His heart hammered, like it might burst from his chest. He wanted to end the call right then, but something made him press the phone closer.

“It’s me… your mum.”

Darkness swallowed his vision. His first instinct was to slam the phone down, block the number, erase the moment. But after a breath, he managed:

“I don’t have a mother. Wrong number.”

The words came out raw, uncontrolled. He hung up, staring blankly at the screen, willing the memories away. He hoped—prayed—it was over. But no.

The phone vibrated again. She was persistent. And now he was sure: it *was* her. Margaret had always been relentless when she wanted something. If she’d decided to reach out, she wouldn’t stop until she got her way.

“I’ve said all I need to,” Edward snapped, though inside, he was boiling. “Don’t call again.”

“Just one meeting! That’s all I ask! Hear me out—please!”

“How did you get this number?” He used *you*, not *Mum*. She was a stranger to him now.

“Aunt Beatrice gave it to me.”

Edward clenched his jaw. Of course. His aunt would never have handed it over willingly, but Margaret must’ve worn her down. Typical.

“I don’t want to see you. There’s no point.”

“*I* need this!” Her voice cracked. “Just once, son—please!”

In the end, he agreed. Not for her sake—but because he knew she’d hound his wife, his kids, turn up at his doorstep. Better to waste half an hour than endure her pestering.

Margaret had vanished when Edward was nine. For months, he’d waited by Aunt Beatrice’s kitchen window, barely eating, refusing to play outside, certain his mother would return. His aunt scolded him, told him to let go—but Edward couldn’t.

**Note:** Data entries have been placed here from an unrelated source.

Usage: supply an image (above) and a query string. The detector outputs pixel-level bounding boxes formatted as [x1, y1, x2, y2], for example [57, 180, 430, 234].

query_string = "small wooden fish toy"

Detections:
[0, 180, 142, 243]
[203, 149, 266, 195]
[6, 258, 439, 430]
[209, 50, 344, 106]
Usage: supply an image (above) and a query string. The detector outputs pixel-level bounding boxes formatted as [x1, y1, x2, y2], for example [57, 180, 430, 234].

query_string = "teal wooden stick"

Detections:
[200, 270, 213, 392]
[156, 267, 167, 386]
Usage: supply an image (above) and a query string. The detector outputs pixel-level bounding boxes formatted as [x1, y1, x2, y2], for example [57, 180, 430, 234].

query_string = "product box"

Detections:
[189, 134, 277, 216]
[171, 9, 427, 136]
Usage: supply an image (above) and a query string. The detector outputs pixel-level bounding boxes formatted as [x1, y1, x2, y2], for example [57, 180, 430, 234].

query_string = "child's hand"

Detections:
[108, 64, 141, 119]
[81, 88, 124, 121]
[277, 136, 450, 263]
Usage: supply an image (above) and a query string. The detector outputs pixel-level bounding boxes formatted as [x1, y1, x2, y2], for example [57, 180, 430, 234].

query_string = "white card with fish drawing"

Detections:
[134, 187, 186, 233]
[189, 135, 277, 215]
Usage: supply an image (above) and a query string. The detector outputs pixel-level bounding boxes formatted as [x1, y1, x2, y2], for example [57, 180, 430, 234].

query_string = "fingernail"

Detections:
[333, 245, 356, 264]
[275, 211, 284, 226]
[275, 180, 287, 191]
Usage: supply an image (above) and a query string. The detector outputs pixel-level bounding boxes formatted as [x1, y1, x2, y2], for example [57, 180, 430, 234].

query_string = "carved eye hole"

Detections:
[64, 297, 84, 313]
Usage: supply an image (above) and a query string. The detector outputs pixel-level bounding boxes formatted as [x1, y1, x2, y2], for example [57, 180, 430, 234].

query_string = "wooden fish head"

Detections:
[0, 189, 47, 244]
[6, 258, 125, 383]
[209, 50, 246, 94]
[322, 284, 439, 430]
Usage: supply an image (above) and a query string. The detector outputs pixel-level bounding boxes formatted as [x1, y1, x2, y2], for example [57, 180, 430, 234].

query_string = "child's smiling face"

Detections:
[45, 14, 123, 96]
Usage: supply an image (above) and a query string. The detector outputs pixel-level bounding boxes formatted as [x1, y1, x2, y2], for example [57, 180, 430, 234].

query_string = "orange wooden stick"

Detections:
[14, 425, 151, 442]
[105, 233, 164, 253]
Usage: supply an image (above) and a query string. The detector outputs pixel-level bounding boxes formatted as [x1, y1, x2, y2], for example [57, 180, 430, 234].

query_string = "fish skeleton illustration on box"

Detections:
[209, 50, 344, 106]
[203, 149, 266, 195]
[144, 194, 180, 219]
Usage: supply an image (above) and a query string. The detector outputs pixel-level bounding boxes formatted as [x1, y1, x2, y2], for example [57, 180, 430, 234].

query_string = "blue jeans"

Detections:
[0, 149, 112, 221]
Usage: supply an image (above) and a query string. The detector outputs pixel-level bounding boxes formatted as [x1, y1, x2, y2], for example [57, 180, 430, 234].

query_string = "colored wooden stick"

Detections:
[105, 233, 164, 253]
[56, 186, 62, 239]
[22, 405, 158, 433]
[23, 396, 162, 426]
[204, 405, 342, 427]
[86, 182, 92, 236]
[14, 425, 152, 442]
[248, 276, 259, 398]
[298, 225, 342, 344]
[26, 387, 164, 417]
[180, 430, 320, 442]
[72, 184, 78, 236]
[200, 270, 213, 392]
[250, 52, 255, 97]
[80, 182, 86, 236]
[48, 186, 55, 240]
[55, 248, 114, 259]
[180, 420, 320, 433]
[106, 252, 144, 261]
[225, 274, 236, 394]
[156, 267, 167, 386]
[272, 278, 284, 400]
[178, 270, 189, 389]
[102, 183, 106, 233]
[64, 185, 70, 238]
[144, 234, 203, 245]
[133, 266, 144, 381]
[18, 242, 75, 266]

“She’ll come back!” he’d sobbed. “She loves me!”

“Eddie, your mother only loves herself. One day, you’ll see that.”

Back then, he’d hated Aunt Beatrice, blamed her for driving Margaret away. Only years later did he realise his aunt had been right—and that she’d done more for him than his own mother ever had.

Margaret had always been striking, confident. Knew her worth, knew how to reel men in—but only kept the ones who could give her what she wanted. One of them was Edward’s father.

William Harrington was married. Two kids, a loving wife, a high-paying job. None of that stopped twenty-five-year-old Margaret. The money, the connections—that’s what mattered.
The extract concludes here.